System Metrics and Monitoring
One of the most significant advantages post-launch has been the ability to collect comprehensive monitoring metrics—insights that were previously unattainable when client services interacted directly with LLM vendors. These metrics provide invaluable visibility into system performance, resource usage, and operational efficiency.
Requests Metrics
Client request count:
This metric is essential for assessing usage patterns, identifying peak usage times, and ensuring that the gateway can handle the load effectively.
Client request duration
Monitoring request durations helps in identifying performance bottlenecks, optimizing processing times, and ensuring a seamless user experience across all services.
Client requests traffic across different LLM Model providers
This information is crucial for load balancing, optimizing resource allocation, and negotiating with LLM vendors based on usage patterns.
Caching Metrics
Caching hit rate per client application
This metric is vital for evaluating the efficiency of the caching system, identifying opportunities for cache optimization, and minimizing redundant LLM API calls to control costs.
Token Metrics
Token usage per client application
By analyzing this metric, teams can identify high-usage applications, implement token-efficient practices, and ensure that usage remains within budgetary constraints.
Lesson Learned
Caching vs Cost
Since the launch of the LLM-Gateway, one of the most impactful strategies has been the implementation of a robust caching mechanism. Given that each LLM API request incurs token-based costs, our caching strategy has been instrumental in reducing redundant calls and optimizing overall performance.
- Cost Savings: One of our client applications experienced a dramatic reduction in monthly costs, saving approximately 75% of total expenses. This significant saving was achieved by maintaining a consistent cache hit rate between 60-80% across various applications.
- Performance Improvement: By serving responses from the cache instead of making repeated LLM API calls, we have not only reduced costs but also enhanced response times and overall system efficiency.
These observations highlight the critical role caching plays in mitigating the high costs associated with LLM usage, making it a cornerstone of our approach to optimizing performance and maintaining cost-effective operations.
Request fallback
The Request Fallback mechanism has been another standout feature of the LLM-Gateway. Integrated seamlessly into the standard API request body, this feature has been widely adopted by our clients due to its simplicity and effectiveness.
- Increased Availability: Clients experience higher request availability without implementing complex retry logic.
- Reduced Complexity: The ease of integrating fallback directly into the request body has simplified client implementations, reducing development overhead and improving reliability.
Conclusion
The launch of the LLM-Gateway has been a pivotal advancement in optimizing how our clients and organization interact with Large Language Models (LLMs). By addressing difficulties such as cost management, high availability, security, and comprehensive monitoring, we have developed a solution that significantly enhances performance, reliability, and flexibility in LLM deployments.

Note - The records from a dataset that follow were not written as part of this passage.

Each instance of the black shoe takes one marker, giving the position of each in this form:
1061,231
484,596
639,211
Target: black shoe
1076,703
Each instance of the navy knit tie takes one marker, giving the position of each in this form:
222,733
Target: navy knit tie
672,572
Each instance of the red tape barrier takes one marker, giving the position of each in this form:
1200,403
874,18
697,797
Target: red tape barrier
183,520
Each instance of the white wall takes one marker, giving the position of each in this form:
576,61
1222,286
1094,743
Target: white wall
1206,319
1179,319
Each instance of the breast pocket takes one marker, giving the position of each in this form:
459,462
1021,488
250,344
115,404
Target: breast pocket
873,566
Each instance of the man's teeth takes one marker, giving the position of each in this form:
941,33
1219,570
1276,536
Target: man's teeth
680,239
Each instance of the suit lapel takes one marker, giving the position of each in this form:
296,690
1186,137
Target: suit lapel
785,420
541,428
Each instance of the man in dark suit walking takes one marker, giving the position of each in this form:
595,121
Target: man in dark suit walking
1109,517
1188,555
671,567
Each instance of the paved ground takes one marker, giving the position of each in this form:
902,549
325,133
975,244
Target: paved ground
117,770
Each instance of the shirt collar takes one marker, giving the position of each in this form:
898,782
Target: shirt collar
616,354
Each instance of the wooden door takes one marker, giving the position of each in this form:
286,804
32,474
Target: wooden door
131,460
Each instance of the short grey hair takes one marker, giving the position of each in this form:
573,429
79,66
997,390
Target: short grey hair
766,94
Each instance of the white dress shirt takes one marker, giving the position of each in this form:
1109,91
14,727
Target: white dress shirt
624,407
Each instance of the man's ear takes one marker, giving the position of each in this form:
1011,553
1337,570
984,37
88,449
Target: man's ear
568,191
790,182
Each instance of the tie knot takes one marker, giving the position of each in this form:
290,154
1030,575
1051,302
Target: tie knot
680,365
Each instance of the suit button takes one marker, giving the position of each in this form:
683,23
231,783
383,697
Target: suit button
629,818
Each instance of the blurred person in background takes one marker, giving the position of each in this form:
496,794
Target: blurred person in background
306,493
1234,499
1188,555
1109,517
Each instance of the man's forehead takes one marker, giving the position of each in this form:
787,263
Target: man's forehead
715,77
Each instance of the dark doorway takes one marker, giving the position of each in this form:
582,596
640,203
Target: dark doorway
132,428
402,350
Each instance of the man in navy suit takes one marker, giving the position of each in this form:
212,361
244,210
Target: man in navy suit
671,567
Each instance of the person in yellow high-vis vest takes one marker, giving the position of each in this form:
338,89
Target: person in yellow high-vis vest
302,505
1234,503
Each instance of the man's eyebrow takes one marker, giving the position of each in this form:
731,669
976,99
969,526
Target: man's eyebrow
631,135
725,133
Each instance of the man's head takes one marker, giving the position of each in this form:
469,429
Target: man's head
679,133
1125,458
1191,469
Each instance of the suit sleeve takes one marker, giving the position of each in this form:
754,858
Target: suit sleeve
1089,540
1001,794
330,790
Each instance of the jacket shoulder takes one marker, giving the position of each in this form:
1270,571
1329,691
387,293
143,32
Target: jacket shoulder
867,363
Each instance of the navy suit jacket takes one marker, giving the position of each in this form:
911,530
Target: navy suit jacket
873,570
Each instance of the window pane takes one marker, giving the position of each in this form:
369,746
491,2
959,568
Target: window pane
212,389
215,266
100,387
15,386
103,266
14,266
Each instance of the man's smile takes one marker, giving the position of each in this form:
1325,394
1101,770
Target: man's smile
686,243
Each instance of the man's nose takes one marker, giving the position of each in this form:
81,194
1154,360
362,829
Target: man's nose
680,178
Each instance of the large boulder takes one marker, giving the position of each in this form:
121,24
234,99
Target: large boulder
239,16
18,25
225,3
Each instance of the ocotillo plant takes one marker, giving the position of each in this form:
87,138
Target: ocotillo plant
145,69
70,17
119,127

On an organizational level, the LLM-Gateway has provided critical visibility into LLM request usage, enabling better resource management, performance analysis, and data-driven decision-making. By centralizing monitoring and tracking, the gateway allows us to optimize usage and control costs more effectively.
In our next article, we will explore advanced technologies supported by the LLM-Gateway, such as BulkChatCompletions—a bulk version of the ChatCompletions API—and other enhanced caching features. These technologies further maximize the LLM-Gateway’s performance, empowering businesses to harness the full potential of LLMs while maintaining efficiency and cost-effectiveness at scale.